Mental Fatigue Increases Temptation for Rewards

Summary: New research reveals that mental fatigue makes rewards like unhealthy snacks more tempting. Both rats and humans who exerted cognitive effort sought out more rewards, with rats self-administering more cocaine and humans rating snacks as tastier.

This suggests that cognitive fatigue intensifies the desire for rewards, rather than simply weakening willpower. The findings offer insights into managing addiction and unhealthy behaviors, showing how mental effort can influence decision-making.

Key Facts:

  • Cognitive effort increases the perceived desirability of rewards.
  • Rats and humans both sought more rewards after completing difficult tasks.
  • The study provides insights into managing addiction and unhealthy habits.

Source: PNAS Nexus

Mental fatigue may make rewards more desirable, according to a study in rats and humans.

Exerting cognitive effort has been linked with making unhealthy choices. In the past, the link has been explained via a weaking of inhibitory control or will power.

According to the authors, the results have implication for the management of addiction and other unhealthy behaviors. Credit: Neuroscience News

Marcello Solinas and colleagues explore the possibility that cognitive effort may also make unhealthy choices more tempting by increasing the perceived reward.

Rats who completed a cognitively demanding task self-administered more cocaine than rats who did not complete a cognitive demanding task—or rats who were allowed to rest to 2–4 hours after completing the complex task.

Humans who were given a task that requires significant cognitive effort—suppressing the thought of a white bear while listing other thoughts—ate more potato chips and rated the chips as better-tasting than controls who had not completed an effortful task, suggesting that cognitive effort intensified participants’ hedonic experience of snacking on the salty and fatty snack.

To rule out the possibility that cognitive effort increases the likelihood that  humans  make extreme judgments in general, a follow-up study using difficult and easy writing tasks found that ratings of chocolate increased after cognitive effort but ratings of the length of a pen or the brightness of a yellow post-it note did not.

The authors suggest that this sequence is not a mere byproduct of evolution but could be adaptive in some contexts. According to the authors, the results have implication for the management of addiction and other unhealthy behaviors.

About this behavioral neuroscience research news

Author: Marcello Solinas
Source: PNAS Nexus
Contact: Marcello Solinas – PNAS Nexus
Image: The image is credited to Neuroscience News

Original Research: Open access.
Cognitive effort increases the intensity of rewards” by Marcello Solinas et al.
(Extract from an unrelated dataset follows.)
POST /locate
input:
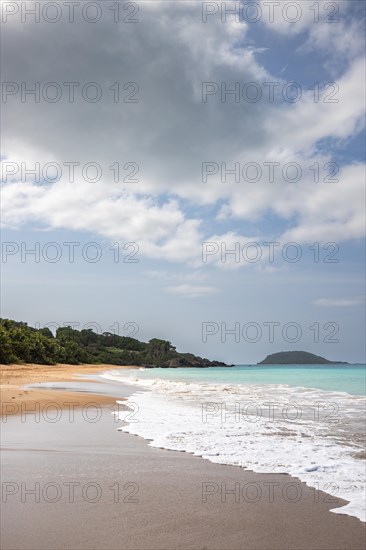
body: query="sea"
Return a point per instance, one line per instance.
(308, 421)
PNAS Nexus


Abstract

Cognitive effort increases the intensity of rewards

An important body of literature suggests that exerting intense cognitive effort causes mental fatigue and can lead to unhealthy behaviors such as indulging in high-calorie food and taking drugs.
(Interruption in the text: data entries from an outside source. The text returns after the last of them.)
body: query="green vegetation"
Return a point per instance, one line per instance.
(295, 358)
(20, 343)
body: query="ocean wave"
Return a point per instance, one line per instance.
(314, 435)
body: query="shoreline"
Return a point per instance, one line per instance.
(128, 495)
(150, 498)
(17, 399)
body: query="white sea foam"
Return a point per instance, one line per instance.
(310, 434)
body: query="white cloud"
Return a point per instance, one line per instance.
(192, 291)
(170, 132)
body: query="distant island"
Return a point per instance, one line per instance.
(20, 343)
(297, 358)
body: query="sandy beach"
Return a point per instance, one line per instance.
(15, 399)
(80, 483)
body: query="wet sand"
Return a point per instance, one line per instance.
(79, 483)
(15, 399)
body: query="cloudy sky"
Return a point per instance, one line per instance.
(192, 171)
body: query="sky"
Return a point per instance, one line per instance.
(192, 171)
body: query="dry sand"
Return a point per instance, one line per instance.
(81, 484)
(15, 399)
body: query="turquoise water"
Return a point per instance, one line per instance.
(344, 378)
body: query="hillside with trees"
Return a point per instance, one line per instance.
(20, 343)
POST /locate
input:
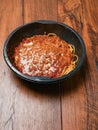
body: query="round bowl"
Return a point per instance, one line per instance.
(39, 27)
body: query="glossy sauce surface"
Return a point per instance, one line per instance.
(43, 55)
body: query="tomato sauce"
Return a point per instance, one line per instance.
(42, 55)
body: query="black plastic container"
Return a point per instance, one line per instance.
(39, 27)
Whereas this effect has been mostly explained in terms of weakening cognitive control, cognitive effort may also bias behavioral choices by amplifying the hedonic and emotional impact of rewards.

We report parallel findings with animals and humans supporting this hypothesis. In rats, exerting cognitive effort immediately before access to cocaine self-administration significantly increased drug intake. In addition, exerting cognitive effort increased the psychostimulant effect of cocaine.

The effects of cognitive effort on addiction-related behaviors were eliminated and even reversed when animals could rest in their home-cage for 2–4 h before access to cocaine self-administration.

Among humans, we found that expending cognitive effort increased consumption of tasty (but unhealthy) food by increasing the hedonic enjoyment of consuming the food. In addition, the effects were specific for emotionally relevant stimuli (i.e. food rewards) and did not generalize to judgment about neutral objects.

Altogether these data suggest that intense cognitive effort can increase the perceived intensity of rewards and lead to their overconsumption.

This effect may contribute to bad decision making induced by excessive cognitive effort and make people more vulnerable to indulge in unhealthy behaviors such as use of addictive drugs.